In the White House video, Austan Goolsbee, chairman of President Barack Obama’s Council of Economic Advisers, says that Obama’s instructions to implement drastic cost-cutting turned GM around. “Everyone had to sacrifice,” Goolsbee said, to succeed in “saving American jobs.”

“Everyone” means unionized workers at GM. New hires now earn about $14 an hour, half what veteran workers make. GM threatened to close down Nexteer Automotive, a parts plant in Saginaw, Michigan, after workers rejected a wage freeze and a $12-an-hour starting pay for new hires. Union officials repeated the vote; on the second round, workers approved the concessions.

While GM continues to press workers to cut wages and benefits, the company reported profits three quarters in a row, including more than $1.9 billion in the most recent quarter alone.

Rising trade disputes add more uncertainty to the profits of U.S. capitalists. Some 72 percent of GM cars are sold outside the United States, many in China.

General Motors is one of many companies bolstering profits by pushing through two-tier wage systems, speedup, and benefit cuts.

Chrysler; Delphi auto parts; Caterpillar; Kohler, a kitchen and bath company; and Mercury Marine are among major manufacturers that have put two-tier systems in place, often coupled with indefinite wage freezes.

A new contract at Harley-Davidson includes a wage freeze, lower pay for new hires, expanded hiring of temporary workers, and fewer benefits. “This is absolutely a surrender for labor,” union official Mike Masik Sr. told the New York Times.  
 
Accelerating recovery
Bloomberg news service published a report November 18 titled “Economic Data Show U.S. Recovery Accelerating.” The article stated, “Gains in incomes and stock prices are helping households repair tattered finances more than a year into the economic recovery that began in June 2009.”

In spite of the upbeat tone, the figures it cites confirm that capitalists are not taking profits they get by wringing more from workers and investing to expand production, plants, or machinery. To the degree that they are investing, it is largely directed to stocks, bonds, and other ponzi schemes, based on the illusion that somehow money by itself can generate more wealth.

The working class is paying the price. According to the U.S. Department of Labor, the number of people out of work for a year or more grew from 645,000 in 2007 to 4.5 million in 2010, comprising a record high of almost 31 percent of those officially unemployed.

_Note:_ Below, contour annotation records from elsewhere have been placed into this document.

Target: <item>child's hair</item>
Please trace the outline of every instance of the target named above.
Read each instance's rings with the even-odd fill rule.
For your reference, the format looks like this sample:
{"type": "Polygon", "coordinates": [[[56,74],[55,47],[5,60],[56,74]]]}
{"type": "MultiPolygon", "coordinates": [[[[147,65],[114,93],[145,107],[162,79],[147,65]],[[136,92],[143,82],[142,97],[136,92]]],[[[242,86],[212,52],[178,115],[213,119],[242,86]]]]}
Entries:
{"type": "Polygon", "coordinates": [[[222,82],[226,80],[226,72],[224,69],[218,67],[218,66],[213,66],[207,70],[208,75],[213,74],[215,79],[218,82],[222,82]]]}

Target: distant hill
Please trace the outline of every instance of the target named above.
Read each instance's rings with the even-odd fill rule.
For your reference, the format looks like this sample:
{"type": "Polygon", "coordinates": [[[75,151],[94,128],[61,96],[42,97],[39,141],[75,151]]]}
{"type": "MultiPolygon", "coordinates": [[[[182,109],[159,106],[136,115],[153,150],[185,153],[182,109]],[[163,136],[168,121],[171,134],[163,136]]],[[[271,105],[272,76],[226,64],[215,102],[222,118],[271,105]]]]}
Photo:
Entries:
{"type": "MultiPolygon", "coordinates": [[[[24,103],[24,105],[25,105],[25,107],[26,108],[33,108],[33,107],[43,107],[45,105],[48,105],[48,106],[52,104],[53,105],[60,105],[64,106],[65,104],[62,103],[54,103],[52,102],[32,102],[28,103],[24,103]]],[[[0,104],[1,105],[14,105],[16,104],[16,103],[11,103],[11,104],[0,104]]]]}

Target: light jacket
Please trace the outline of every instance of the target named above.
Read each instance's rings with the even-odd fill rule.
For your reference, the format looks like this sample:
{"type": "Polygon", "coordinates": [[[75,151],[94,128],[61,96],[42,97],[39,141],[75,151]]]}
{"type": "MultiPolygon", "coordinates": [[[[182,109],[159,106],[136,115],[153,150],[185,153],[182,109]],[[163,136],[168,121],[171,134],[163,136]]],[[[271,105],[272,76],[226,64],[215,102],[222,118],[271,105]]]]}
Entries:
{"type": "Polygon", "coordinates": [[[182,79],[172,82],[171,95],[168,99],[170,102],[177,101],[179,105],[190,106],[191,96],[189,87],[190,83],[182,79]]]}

Two million workers, who have been receiving unemployment benefits for more than 26 weeks, could see their benefits run out by the end of December. Congress is not expected to reach an agreement extending the payments until after the current benefits expire.

Workers who have collected for 99 weeks are not eligible for more extensions. As many as 91,000 workers hit that mark each week and are cut from the benefit rolls.